Hazine Bakanlığı tahvil ihraçlarını birkaç haftalığına durdurmanın ardından bu hafta için 120 milyar doları kuponlu ihraçlar olmak üzere 271 milyar dolar değerinde tahvil ihraç etmeyi planlıyor. Dün gerçekleştirilen 58 milyar dolarlık 3 yıllık tahvil ve 38 milyar dolarlık 10 yıllık tahvil açık artırmaları sorunsuz geçti ve bugün de 24 milyar dolar değerinde 30 yıllık tahvil ihracı yapılacak.

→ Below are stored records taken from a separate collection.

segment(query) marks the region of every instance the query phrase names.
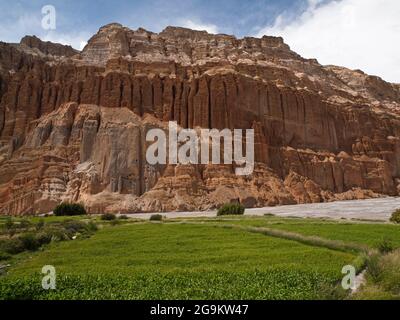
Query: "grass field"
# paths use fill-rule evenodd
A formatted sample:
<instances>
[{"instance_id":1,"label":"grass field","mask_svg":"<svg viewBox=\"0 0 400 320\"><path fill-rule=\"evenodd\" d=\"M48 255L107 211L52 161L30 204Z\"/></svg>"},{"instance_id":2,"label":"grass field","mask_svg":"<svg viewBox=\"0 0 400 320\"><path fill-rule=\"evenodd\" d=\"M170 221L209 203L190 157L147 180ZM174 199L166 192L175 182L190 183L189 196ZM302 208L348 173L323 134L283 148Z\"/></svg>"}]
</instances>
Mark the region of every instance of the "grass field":
<instances>
[{"instance_id":1,"label":"grass field","mask_svg":"<svg viewBox=\"0 0 400 320\"><path fill-rule=\"evenodd\" d=\"M360 264L357 250L251 227L371 248L390 236L400 245L400 228L386 224L275 217L103 223L90 238L13 256L0 277L0 299L337 298L342 267ZM56 268L56 290L41 288L44 265Z\"/></svg>"},{"instance_id":2,"label":"grass field","mask_svg":"<svg viewBox=\"0 0 400 320\"><path fill-rule=\"evenodd\" d=\"M400 247L400 227L394 224L304 218L282 219L278 217L242 217L215 220L219 223L268 227L306 236L364 244L375 248L386 239L391 241L395 247ZM210 222L210 220L206 220L206 222Z\"/></svg>"}]
</instances>

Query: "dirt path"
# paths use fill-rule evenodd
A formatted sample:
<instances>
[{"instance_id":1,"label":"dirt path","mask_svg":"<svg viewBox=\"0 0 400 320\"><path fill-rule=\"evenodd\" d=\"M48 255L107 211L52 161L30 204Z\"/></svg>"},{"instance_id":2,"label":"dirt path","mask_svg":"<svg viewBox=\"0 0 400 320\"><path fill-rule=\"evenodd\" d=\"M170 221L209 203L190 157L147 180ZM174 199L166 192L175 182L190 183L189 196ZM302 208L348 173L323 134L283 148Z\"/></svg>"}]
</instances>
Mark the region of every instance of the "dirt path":
<instances>
[{"instance_id":1,"label":"dirt path","mask_svg":"<svg viewBox=\"0 0 400 320\"><path fill-rule=\"evenodd\" d=\"M280 217L311 217L332 219L363 219L388 221L392 212L400 209L400 198L379 198L368 200L337 201L330 203L298 204L291 206L247 209L246 215L262 216L272 213ZM133 218L148 219L151 213L129 215ZM215 217L216 211L168 212L167 218Z\"/></svg>"}]
</instances>

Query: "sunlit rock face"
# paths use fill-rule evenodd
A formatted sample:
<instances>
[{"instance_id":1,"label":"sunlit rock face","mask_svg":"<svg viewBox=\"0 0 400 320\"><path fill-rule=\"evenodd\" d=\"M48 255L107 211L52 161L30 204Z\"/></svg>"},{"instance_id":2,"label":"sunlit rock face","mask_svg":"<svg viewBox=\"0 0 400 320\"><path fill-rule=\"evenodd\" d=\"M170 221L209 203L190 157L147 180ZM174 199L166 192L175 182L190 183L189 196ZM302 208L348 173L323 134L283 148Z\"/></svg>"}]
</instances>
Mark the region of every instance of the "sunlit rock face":
<instances>
[{"instance_id":1,"label":"sunlit rock face","mask_svg":"<svg viewBox=\"0 0 400 320\"><path fill-rule=\"evenodd\" d=\"M120 24L82 52L0 43L0 214L206 210L400 191L400 86L303 59L283 39ZM256 164L149 165L146 133L254 129Z\"/></svg>"}]
</instances>

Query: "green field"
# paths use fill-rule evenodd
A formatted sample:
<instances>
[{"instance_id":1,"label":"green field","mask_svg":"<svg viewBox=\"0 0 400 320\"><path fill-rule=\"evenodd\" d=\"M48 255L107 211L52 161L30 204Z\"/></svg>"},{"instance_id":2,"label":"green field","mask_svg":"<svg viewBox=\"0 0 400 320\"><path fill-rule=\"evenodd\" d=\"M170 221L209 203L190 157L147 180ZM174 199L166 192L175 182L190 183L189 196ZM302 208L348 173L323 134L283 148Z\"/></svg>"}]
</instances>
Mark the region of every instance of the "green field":
<instances>
[{"instance_id":1,"label":"green field","mask_svg":"<svg viewBox=\"0 0 400 320\"><path fill-rule=\"evenodd\" d=\"M318 236L331 240L365 244L377 247L383 240L389 240L400 247L400 227L394 224L349 222L324 219L242 217L240 219L216 219L219 223L241 226L267 227L300 233L306 236Z\"/></svg>"},{"instance_id":2,"label":"green field","mask_svg":"<svg viewBox=\"0 0 400 320\"><path fill-rule=\"evenodd\" d=\"M389 224L275 217L100 223L90 237L6 261L11 267L0 276L0 299L337 298L342 267L362 265L362 253L351 245L373 248L385 237L400 246L400 228ZM349 246L336 246L337 240ZM56 268L56 290L41 288L44 265Z\"/></svg>"}]
</instances>

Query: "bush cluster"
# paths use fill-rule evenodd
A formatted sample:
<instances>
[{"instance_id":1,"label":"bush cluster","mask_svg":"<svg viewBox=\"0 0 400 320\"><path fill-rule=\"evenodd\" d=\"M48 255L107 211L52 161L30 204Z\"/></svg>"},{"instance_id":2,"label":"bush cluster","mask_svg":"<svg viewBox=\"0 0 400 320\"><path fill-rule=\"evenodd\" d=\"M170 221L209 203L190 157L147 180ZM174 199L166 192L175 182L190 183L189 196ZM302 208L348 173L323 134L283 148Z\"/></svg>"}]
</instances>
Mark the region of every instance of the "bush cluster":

FED üyelerine göre tahvil faizlerindeki yükselişin nedeni enflasyon beklentilerinde ya da FED'den bir sıkılaşma adımına yönelik beklentilerdeki temel bir değişim değil, mali teşvik ve yükselen vade primleri var. Federal Açık Piyasa Komitesi'nin (FOMC) Mart ortasında gerçekleştirdiği toplantının geçtiğimiz hafta yayınlanan tutanaklarından öğrendiğimiz şeylerden biri buydu.
Merkez bankasının piyasa operasyonlarını yöneten New York FED'in alım sektörlerinde bazı "küçük teknik düzenlemeler" yapacağının sinyalini vermesi, bazı analistlerde FED'in yoğun ihraç programı sebebiyle piyasa ağırlığındaki değişimleri hesaba katmak amacıyla 7 yıllık ve 20 yıllık tahvillerin oranını artıracağına yönelik bir beklenti yarattı. Böyle bir hamlenin karşılığında ise daha kısa vadeli tahvillerin oranında bir azalma yaşanır.
Yatırımcılar, bu düzeltmeye yönelik işaretler için FED'in bu hafta yayınlayacağı tahvil alımları takvimini yakından takip edecek.